There is something funny about humans as social beings. We thoroughly underestimate ourselves or massively overestimate ourselves. A perfect example is someone who is presented with a task for the first time. He might think he cannot do it because he hasn’t tried it before so he doubts himself. After a bit of push and mental motivation, he does it and does it very well. Then with the confidence he’s newly acquired, he continues, thinking that he will never fail. Until he does and then he begins to beat himself up. Underestimation and Overestimation.

Most times, we don’t want to fail because we are afraid of starting afresh. We don’t want to see our effort and time go for nothing. But one of the real reasons we don’t want to fail is because of external opinions. If a man falls in private, he doesn’t think much about the fall as much as he thinks about getting up. But if he falls in full view of hundreds of people and by the mighty stroke of luck, someone starts laughing, he spends more time thinking about the fall instead of shrugging it off. That scenario keeps on playing in his head. He feels embarrassed by his actions and mentally berates himself. Why? Because people saw him do something he deems stupid and they laughed.
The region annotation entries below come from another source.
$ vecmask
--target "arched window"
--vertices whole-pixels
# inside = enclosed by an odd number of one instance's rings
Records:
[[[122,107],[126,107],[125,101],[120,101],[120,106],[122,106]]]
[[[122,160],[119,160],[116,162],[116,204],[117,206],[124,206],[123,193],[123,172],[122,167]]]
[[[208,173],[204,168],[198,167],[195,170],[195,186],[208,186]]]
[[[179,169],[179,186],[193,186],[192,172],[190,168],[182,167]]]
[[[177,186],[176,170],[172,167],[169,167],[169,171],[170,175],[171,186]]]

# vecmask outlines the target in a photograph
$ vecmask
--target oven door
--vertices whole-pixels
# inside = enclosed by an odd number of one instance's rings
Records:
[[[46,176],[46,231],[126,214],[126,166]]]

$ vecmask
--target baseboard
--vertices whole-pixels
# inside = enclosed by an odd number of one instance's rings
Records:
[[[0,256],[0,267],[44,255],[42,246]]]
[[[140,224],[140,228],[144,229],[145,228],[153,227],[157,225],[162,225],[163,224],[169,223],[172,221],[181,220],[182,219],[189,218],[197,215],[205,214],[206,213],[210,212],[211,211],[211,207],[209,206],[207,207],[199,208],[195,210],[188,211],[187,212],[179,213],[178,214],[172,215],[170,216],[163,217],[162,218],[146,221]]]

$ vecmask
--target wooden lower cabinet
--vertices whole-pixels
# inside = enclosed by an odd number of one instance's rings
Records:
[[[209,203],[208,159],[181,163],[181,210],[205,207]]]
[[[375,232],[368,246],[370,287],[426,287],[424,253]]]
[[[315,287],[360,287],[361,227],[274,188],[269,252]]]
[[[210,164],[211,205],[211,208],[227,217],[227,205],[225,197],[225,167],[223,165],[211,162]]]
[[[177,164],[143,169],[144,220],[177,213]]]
Except that while he’s spending time worrying about his fall, others have moved on. I can think of so many situations where I had laughed at someone for doing something and later on forgot what the person did. And that’s just me. Now imagine millions of people laughing then forgetting about it. Ok, there might be a lot of people that will constantly remind us but they aren’t really thinking of our failures constantly. In fact, they have other worries of their own. Instead we set up our mental Kirikiri and fall into this loop of overthinking our failures when in fact, what we should be thinking about is the next move. I tend to think about failures as lessons. I know why I failed most of my courses in university. I did not find them interesting and useful enough for me to spend time studying and understanding them. I know why my first real relationship failed. I grew too insecure and overbearing because I didn’t think of myself highly. The problem is we never take these failures into account and try not to repeat them. We just do the same thing over and over again. Then we wait for external validation to let us know our self-worth.

And the irony is this: how do we expect our self-worth to be nurtured by others when nobody thinks about us except ourselves?